For further reading..
http://www.tahoma-clinic.com/lithium1.shtml
http://www.tahoma-clinic.com/lithium2.shtml
 
Wow! So crime depends on what chemicals we ingest!
Find the right mix and we have world peace! :devilish: And lots of inappropriately timed sex!
 
some chemicals are considered drugs and you can get jailtime for using them, and the others they put in your water supply without an @opt out@ option... the beauty of modern life :)
 
RussSchultz said:
I'm not sure I really like that idea.

Sounds a bit too...big brother-ish to me.

I agree but if there was a plebiscite to chose ether fluoride or lithium I would chose the latter. Assuming of course it was a strict either or question.
 
Druga Runda said:
some chemicals are considered drugs and you can get jailtime for using them, and the others they put in your water supply without an @opt out@ option... the beauty of modern life :)

Lithium has only recently started being considered as an trace element possibly essential to human life. But there is a big difference between supplementing something that is thought to be needed and use of drugs for pleasure.

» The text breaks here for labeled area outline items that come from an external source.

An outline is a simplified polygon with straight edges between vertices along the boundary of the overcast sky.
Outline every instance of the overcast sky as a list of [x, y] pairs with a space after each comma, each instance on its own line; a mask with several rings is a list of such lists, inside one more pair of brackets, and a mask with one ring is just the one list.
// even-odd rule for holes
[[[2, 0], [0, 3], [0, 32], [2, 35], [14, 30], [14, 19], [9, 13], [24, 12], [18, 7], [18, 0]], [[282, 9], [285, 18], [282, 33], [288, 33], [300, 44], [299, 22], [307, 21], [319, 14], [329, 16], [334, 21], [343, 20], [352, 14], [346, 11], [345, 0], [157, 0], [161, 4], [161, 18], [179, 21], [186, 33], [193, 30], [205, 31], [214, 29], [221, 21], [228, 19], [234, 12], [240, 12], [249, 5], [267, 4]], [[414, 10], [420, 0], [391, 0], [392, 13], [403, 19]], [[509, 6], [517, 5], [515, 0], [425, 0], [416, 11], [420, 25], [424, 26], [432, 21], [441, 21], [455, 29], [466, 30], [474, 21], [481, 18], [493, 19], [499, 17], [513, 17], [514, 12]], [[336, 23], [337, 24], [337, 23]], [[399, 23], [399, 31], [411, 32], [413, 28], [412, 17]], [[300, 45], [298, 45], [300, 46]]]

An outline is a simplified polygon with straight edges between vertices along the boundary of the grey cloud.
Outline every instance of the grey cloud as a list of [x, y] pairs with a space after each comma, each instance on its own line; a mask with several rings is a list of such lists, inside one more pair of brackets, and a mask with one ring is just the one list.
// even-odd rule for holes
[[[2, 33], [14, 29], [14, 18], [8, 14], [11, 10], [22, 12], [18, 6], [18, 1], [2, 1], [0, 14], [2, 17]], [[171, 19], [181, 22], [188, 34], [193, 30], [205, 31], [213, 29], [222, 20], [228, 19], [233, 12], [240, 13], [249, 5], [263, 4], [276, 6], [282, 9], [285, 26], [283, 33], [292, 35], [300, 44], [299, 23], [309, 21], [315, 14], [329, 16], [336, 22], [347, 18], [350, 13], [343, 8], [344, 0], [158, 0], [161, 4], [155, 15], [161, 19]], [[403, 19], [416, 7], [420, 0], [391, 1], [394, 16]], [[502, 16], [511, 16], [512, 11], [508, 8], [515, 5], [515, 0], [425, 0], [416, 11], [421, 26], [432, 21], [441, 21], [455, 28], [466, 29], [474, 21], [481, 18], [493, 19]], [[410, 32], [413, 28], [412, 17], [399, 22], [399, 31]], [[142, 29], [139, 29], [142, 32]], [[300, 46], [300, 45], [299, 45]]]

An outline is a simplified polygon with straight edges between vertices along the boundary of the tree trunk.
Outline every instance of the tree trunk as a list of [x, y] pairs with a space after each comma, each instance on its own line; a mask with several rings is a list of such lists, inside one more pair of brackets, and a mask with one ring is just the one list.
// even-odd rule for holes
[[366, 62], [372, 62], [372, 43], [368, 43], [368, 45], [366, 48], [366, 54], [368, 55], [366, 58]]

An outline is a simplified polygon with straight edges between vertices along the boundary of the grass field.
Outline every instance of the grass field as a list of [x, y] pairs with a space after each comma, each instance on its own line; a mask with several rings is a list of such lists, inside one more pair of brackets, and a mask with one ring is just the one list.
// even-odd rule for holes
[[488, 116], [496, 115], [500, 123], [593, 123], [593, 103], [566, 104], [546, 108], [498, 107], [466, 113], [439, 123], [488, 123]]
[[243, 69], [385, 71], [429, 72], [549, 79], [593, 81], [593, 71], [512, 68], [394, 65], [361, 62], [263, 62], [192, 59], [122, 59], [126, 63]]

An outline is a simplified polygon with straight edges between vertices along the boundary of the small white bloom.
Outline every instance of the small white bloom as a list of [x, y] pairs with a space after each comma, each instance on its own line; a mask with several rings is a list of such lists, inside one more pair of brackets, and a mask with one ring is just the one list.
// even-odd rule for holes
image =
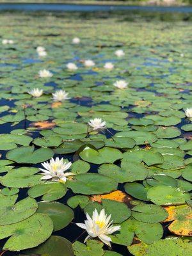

Besides, we are talking about someone suggesting lithiation of drinking water, that's pretty darned far from any sort of wide scale implementation.

A bit of googling turns up at least a reputable source and descriptions of more articles by one of the authors.(the links above 1) have lithium for sale, 2) are written by some dude who's been taking lithium "supplements" since ages ago, long before there was much evidence to suggest this being a clever idea.)

http://www.ncbi.nlm.nih.gov/entrez/query.fcgi?db=PubMed&cmd=Search&term="Shrestha+KP"[Author]

I don't know what publication these articles where featured in, but to get any sort of quality control(because everyone can't be an expert in every field) it ought to be peer reviewed. I'm not quite sure if this is the case. But in any case, there are plenty of articles published without peer review by the authors themselves(even worse, sometimes in book form), these are the sort of studies people who want to sell you crap tend to reference to so it never hurts to be a little carefull.